"Don't they look sweet together?" said Joyce, half to herself, as our faces were subjected to a quick, searching glance.
"What about a turn before supper?" I suggested.
"Am I having it with you?"
"If you will."
"I should like to."
We started round the room, half-way through the waltz. Joyce was a beautiful dancer, easy, light, and rhythmical. It was too good to spoil with talking; I contented myself with one final remark.
"After all," I said, "you may as well start getting used to me."
CHAPTER VI
THE SECOND ROUND
"One sleeps, indeed, and wakes at intervals, We know, but waking's the main part with us, And my provision's for life's waking part.
Accordingly, I use heart, head and hand All day, I build, scheme, study and make friends; And when night overtakes me, down I lie, Sleep, dream a little, and get done with it, The sooner the better, to begin afresh.
What's midnight doubt before the dayspring's faith?
You, the philosopher that disbelieve, That recognise the night, give dreams their weight-- To be consistent--you should keep your bed, Abstain from healthy acts that prove you man, For fear you drowse perhaps at unawares!

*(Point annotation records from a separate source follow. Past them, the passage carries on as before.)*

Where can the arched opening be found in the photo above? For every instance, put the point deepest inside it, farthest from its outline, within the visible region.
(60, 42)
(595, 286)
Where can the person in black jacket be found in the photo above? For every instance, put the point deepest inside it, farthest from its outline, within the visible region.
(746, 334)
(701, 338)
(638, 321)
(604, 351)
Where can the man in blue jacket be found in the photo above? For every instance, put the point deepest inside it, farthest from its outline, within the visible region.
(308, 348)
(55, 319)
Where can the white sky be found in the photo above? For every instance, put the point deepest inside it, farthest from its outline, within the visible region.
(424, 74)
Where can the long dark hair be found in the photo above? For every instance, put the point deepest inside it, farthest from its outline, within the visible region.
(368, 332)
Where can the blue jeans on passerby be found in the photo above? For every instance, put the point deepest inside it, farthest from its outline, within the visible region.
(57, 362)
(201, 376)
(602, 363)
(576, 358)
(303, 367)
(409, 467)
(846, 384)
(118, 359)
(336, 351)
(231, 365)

And certainly at night you'll sleep and dream, Live through the day and bustle as you please.
And so you live to sleep as I to wake, To unbelieve as I to still believe?
Well, and the common sense o' the world calls you Bedridden,--and its good things come to me."
ROBERT BROWNING: "Bishop Blougram's Apology."
The Bullingdon Ball took place on the Tuesday night, and Joyce returned to town the following morning. Her brother may have mentioned the time, or it may have been pure coincidence that I should be buying papers and watching the trains when she arrived at the station with the girl she was chaperoning. We met as friends and exchanged papers: I gave her the _Morning Post_ and received the _New Militant_ in return. As the train slipped away from the platform, she waved farewell with a carefully gloved left hand. Then Dick and I strolled back to the House.
In drowsy, darkened chamber Robin was sleeping the sleep of the just.
As I voyaged round his rooms, I reflected that undergraduate humour changes little through the ages, and in Oxford as elsewhere the unsuspecting just falls easy prey to wakeful, prowling injustice. An enemy had visited that peaceful home of slumber. Half-hidden by disordered bed-clothes, a cold bath prematurely awaited Robin's foot, and on his table was spread a repast such as no right-thinking man orders for himself after two nights' heavy dancing. Moist, indecorous slabs of cold boiled beef, beer for six, two jars of piccalilli and a round of over-ripe Gorgonzola cheese, offered piteous appeal to a jaded, untasting palate. Suspended from the overmantel--that soul might start on equal terms with body--hung the pious aspiration--"God Bless our Home."
"Garton, for a bob!" Robin exclaimed when I described the condition of his rooms.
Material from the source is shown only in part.